O início da participação efetiva dos cacauicultores no Plano de Aceleração do Desenvolvimento do Agronegócio na Região Cacaueira do Estado Bahia (PAC do Cacau) foi simbolizado com o chamado Dia da Adesão, uma oportunidade para os produtores com débitos junto às instituições financeiras conhecerem as condições para a quitação da dívida, com descontos de até 80%. O evento trouxe à Itabuna, no sul da Bahia, na segunda-feira, 4, o governador Jaques Wagner e os dirigentes estaduais do Desenbahia e bancos do Brasil e Nordeste.
Os produtores terão até o dia 30 de setembro para assinar o termo de adesão, a partir do qual também poderão obter novos créditos e acesso a outros benefícios do plano. Os primeiros contratos de adesão foram assinados por quatro produtores de cacau, entre eles Gustavo Moura, para quem o cultivo do produto é uma herança de família e já atravessou diversas gerações. “A renegociação vai nos possibilitar sair da inadimplência e ter acesso a novos créditos, dando um novo impulso à lavoura e obtendo uma maior produtividade”, disse ele.

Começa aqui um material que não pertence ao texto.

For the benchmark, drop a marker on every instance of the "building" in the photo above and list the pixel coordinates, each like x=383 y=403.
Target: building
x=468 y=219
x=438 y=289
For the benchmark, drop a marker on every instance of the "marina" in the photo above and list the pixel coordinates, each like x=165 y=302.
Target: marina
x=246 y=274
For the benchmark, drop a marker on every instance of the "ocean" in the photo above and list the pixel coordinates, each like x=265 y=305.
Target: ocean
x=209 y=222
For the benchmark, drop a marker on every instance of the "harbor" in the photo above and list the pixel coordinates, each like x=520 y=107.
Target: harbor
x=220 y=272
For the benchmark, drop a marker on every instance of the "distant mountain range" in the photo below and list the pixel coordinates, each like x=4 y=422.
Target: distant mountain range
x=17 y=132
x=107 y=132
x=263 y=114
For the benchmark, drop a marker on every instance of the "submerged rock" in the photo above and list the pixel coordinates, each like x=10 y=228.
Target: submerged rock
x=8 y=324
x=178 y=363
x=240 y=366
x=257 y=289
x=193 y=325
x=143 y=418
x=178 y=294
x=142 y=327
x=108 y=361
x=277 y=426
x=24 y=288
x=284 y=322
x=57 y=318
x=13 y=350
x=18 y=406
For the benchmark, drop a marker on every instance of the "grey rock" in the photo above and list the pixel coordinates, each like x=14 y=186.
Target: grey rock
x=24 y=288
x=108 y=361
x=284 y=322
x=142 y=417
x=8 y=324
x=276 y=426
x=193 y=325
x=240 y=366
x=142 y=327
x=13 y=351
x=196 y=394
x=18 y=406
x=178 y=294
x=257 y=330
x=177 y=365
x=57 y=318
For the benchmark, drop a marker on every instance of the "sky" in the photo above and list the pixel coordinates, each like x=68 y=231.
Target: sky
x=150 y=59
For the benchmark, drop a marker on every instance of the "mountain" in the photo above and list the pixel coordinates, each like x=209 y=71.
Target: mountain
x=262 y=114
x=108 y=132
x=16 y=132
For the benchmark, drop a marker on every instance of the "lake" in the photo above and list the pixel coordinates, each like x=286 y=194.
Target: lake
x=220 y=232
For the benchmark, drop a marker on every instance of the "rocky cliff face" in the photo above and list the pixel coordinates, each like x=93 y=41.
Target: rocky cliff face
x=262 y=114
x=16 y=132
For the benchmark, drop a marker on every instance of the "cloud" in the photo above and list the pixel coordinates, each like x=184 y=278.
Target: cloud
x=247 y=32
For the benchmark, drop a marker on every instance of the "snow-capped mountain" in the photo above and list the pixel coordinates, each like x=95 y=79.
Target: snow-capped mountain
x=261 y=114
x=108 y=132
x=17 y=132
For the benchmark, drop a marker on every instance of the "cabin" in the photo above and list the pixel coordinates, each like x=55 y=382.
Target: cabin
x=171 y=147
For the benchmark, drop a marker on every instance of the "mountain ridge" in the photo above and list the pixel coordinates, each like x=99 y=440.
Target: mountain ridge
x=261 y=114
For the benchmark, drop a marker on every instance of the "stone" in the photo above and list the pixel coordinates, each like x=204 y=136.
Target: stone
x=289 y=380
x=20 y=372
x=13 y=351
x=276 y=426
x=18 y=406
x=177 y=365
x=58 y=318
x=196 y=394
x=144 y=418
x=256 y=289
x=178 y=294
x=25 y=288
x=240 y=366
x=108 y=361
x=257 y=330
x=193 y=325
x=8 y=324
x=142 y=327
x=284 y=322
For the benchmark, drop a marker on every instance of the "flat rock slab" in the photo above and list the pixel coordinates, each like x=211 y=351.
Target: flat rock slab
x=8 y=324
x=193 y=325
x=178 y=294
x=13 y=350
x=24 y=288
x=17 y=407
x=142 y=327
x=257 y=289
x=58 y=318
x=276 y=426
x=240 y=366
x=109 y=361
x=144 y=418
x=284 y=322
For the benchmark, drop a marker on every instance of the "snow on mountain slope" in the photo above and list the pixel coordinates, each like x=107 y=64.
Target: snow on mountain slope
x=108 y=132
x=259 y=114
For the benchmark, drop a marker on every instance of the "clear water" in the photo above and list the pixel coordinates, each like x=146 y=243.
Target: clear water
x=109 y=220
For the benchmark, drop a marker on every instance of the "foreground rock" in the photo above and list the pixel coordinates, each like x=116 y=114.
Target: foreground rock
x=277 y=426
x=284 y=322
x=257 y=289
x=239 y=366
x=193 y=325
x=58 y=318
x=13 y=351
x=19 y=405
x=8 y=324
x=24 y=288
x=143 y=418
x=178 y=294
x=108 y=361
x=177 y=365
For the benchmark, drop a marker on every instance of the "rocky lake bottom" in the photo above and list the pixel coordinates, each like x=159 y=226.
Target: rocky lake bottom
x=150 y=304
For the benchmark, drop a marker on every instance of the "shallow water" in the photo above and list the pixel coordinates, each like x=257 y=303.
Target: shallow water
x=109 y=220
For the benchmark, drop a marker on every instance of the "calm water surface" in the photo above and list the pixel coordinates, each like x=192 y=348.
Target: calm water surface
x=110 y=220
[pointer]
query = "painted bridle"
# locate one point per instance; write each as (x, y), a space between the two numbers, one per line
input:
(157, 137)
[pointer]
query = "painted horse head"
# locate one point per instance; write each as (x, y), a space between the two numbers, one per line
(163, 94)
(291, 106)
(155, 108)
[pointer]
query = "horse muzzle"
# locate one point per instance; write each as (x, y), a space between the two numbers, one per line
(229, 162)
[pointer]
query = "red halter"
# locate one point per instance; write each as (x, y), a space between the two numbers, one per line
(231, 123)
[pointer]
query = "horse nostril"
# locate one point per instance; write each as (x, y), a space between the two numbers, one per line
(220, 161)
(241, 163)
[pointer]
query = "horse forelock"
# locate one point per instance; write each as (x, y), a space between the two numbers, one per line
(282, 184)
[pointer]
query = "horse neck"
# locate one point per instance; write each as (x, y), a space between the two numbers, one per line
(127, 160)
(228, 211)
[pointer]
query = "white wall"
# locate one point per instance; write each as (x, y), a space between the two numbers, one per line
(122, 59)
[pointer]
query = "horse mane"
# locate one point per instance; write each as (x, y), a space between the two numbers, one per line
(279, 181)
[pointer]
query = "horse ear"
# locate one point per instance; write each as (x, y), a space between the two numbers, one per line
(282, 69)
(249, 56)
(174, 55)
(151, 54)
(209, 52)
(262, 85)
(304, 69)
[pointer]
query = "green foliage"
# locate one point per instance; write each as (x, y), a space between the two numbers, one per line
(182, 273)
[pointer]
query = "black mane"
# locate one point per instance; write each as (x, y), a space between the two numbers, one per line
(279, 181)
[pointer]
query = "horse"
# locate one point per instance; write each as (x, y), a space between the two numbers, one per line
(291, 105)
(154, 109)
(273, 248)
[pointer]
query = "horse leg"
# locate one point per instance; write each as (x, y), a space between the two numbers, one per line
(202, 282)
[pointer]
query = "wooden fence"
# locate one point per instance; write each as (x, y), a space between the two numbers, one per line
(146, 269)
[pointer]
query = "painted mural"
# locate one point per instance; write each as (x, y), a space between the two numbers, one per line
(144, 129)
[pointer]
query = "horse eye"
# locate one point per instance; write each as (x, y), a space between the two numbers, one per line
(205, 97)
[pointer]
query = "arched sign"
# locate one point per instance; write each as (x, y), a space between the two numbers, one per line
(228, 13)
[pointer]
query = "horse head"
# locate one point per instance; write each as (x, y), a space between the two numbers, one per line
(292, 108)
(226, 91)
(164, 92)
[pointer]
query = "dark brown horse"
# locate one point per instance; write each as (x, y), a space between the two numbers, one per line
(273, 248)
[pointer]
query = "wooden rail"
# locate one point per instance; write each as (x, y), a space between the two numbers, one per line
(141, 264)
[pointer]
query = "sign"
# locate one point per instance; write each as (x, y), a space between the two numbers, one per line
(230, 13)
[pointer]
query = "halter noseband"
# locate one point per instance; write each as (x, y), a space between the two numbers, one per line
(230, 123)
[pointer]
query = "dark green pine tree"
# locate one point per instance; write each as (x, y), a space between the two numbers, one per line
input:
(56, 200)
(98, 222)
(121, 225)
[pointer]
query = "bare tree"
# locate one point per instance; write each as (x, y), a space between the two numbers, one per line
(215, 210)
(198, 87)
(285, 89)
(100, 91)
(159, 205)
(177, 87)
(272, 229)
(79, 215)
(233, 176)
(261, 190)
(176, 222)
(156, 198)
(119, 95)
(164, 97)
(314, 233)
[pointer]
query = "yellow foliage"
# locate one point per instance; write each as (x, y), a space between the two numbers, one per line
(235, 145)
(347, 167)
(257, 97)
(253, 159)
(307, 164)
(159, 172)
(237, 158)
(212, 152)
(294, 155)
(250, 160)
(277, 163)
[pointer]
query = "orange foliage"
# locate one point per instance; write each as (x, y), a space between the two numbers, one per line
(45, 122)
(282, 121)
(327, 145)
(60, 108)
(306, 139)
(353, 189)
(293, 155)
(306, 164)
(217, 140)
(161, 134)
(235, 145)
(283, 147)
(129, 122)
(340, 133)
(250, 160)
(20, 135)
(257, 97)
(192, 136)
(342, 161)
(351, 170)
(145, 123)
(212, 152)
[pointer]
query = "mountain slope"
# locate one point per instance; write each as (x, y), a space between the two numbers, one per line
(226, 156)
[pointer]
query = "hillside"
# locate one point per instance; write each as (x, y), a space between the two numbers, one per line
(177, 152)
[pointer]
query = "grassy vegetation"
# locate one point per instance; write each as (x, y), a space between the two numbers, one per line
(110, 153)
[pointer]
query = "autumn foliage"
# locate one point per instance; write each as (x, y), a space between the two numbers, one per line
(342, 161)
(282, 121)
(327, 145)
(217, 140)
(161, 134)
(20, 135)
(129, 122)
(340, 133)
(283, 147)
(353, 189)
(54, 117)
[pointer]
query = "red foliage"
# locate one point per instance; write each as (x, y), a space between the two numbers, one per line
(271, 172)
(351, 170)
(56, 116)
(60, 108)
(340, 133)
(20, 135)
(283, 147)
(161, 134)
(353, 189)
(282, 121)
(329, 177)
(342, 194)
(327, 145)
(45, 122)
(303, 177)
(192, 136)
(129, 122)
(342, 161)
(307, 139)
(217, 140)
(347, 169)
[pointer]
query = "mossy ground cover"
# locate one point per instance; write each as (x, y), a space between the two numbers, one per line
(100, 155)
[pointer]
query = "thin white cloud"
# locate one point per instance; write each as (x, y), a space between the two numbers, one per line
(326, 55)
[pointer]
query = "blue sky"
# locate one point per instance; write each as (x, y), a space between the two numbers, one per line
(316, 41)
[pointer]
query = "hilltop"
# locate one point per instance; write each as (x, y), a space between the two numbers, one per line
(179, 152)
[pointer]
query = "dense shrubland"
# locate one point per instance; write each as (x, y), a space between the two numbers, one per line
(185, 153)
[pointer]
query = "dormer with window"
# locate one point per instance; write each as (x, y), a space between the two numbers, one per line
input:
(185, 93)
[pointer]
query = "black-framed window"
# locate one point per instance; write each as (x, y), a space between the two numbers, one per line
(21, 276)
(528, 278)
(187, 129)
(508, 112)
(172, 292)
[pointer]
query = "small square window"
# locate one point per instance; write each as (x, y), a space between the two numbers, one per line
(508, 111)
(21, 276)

O Dia da Adesão foi uma parceria entre a Secretaria da Agricultura, Reforma Agrária e Irrigação (Seagri), Comissão Executiva do Plano da Lavoura Cacaueira (Ceplac), Desenbahia e bancos do Brasil e do Nordeste – com quem os débitos dos agricultores vão ser renegociados. A solenidade de apresentação foi no Centro de Cultura Adonias Filho e contou com a participação do secretário da Agricultura, Geraldo Simões, coordenador do PAC do Cacau, e líderes da lavoura, a exemplo de Henrique Almeida, da Associação dos Produtores de Cacau (APC), e Fausto Pinheiro, presidente da Câmara Setorial do Agronegócio Cacau, e do coordenador de operações da Ceplac, Wellington Duarte.
“Eu jamais defenderia um plano como esse se eu não acreditasse nele. O governo está cumprindo a sua parte ao dar apoio a quem trabalha na terra e produz riqueza”, falou o governador. Segundo informações somente na Agência de Fomento do Estado da Bahia (Desenbahia) há 4,2 mil contratos a serem assinados com os produtores para a renegociação das dívidas, que chegam a R$ 78 milhões.
O PAC do Cacau, que beneficia cerda de 30 mil produtores, foi lançado em maio deste ano pelo presidente Lula e pelo governador Jaques Wagner. A meta é reerguer a economia local, que entrou em crise com a praga da vassoura-de-bruxa e sofreu impactos negativos até mesmo nas questões sociais, ambientais, culturais e políticas da região.
Os recursos previstos para liberação, pelos governos federal e estadual, são da ordem de R$ 2,2 bilhões, com o objetivo de incentivar a produção, a diversificação das culturas (o plantio consorciado com o dendê, por exemplo) e a introdução de novas tecnologias e pesquisas para agregação de valor ao cacau, entre 2008 e 2016.
A meta do plano é recuperar 150 mil hectares de cacau com mudas mais resistentes às pragas, além da implantação de 100 mil hectares de seringueira e 30.500 hectares de dendê para produção de borracha e biocombustíveis, respectivamente. O PAC do Cacau inclui ainda programas complementares que visam o estímulo ao cultivo de frutas, flores e à industrialização da produção. No sul da Bahia, existem mais de 29 mil propriedades agrícolas dedicadas ao cacau.